Does your hotel know?

Often, these horrific acts happen in hotels where there are people everywhere, but no one notices, or they do and just look away. I understand it may be dangerous to act, but is it still dangerous to make a phone call?

ECPAT-USA has started a campaign aimed at hotels and travelers called #DoesYourHotelKnow?

It’s an attempt to educate them on the signs of sex trafficking, with a call to action.

Sex trafficking happening in hotels

With the growth of technology, traffickers and pimps are moving their business off the streets and onto the Internet, behind closed doors, and out of sight. Trafficked victims are bought and sold in hotel rooms, and exploited in prostitution.
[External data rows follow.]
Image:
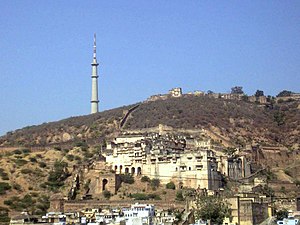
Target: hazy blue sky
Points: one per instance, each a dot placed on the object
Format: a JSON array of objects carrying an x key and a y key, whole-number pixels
[{"x": 144, "y": 48}]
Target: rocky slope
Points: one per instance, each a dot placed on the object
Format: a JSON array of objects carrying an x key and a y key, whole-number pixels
[{"x": 241, "y": 122}]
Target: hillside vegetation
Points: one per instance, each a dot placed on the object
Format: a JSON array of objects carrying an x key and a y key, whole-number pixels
[
  {"x": 241, "y": 122},
  {"x": 29, "y": 176}
]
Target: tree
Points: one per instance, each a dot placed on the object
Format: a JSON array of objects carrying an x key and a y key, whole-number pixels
[
  {"x": 237, "y": 90},
  {"x": 230, "y": 151},
  {"x": 154, "y": 183},
  {"x": 170, "y": 185},
  {"x": 284, "y": 93},
  {"x": 281, "y": 214},
  {"x": 106, "y": 194},
  {"x": 211, "y": 208},
  {"x": 145, "y": 179},
  {"x": 259, "y": 93},
  {"x": 179, "y": 196}
]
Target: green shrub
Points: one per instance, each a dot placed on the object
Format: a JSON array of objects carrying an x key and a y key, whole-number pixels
[
  {"x": 4, "y": 217},
  {"x": 17, "y": 152},
  {"x": 17, "y": 187},
  {"x": 70, "y": 157},
  {"x": 32, "y": 159},
  {"x": 3, "y": 174},
  {"x": 287, "y": 172},
  {"x": 154, "y": 196},
  {"x": 26, "y": 171},
  {"x": 26, "y": 151},
  {"x": 20, "y": 162},
  {"x": 170, "y": 185},
  {"x": 42, "y": 164},
  {"x": 58, "y": 175},
  {"x": 140, "y": 196},
  {"x": 145, "y": 179},
  {"x": 154, "y": 183},
  {"x": 4, "y": 187},
  {"x": 106, "y": 194},
  {"x": 57, "y": 148},
  {"x": 179, "y": 196}
]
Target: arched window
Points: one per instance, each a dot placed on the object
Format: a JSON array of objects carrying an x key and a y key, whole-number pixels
[
  {"x": 139, "y": 172},
  {"x": 104, "y": 183},
  {"x": 132, "y": 171}
]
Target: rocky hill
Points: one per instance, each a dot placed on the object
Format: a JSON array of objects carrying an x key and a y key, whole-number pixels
[
  {"x": 38, "y": 159},
  {"x": 240, "y": 122}
]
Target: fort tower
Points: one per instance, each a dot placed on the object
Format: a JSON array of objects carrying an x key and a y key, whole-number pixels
[{"x": 94, "y": 100}]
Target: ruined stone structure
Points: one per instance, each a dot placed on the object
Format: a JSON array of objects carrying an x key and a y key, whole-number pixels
[
  {"x": 176, "y": 92},
  {"x": 101, "y": 178},
  {"x": 165, "y": 157}
]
A trafficker may check into a hotel and run their business out of the rooms, unbeknownst to the employees, or use the hotel to meet with sex buyers, wrote ECPAT-USA.


How to recognize the signs, from The Polaris Project:

  • Is not free to leave or come and go as he/she wishes
  • Is fearful, anxious, depressed, submissive, tense, or nervous/paranoid
  • Avoids eye contact
  • Shows signs of physical and/or sexual abuse, physical restraint, confinement, or torture
  • Has few or no personal possessions
  • Is not in control of his/her own money, no financial records, or bank account
  • Is not in control of his/her own identification documents (ID or passport)
  • Is not allowed or able to speak for themselves (a third party may insist on being present and/or translating)
  • Has numerous inconsistencies in his/her story
  • Lack of knowledge of whereabouts and/or do not know what city he/she is in
Learn to recognize the signs of sex trafficking victims.
Learn to recognize the signs of trafficked victims. (Image: Motortion via Dreamstime)

This list is just one out of several that I have chosen from The Polaris Project website.  For any hotel that wants to help, click here, and for individuals, click here.

It is a real problem, and it will only stop when people decide to make a stand when and wherever they see it.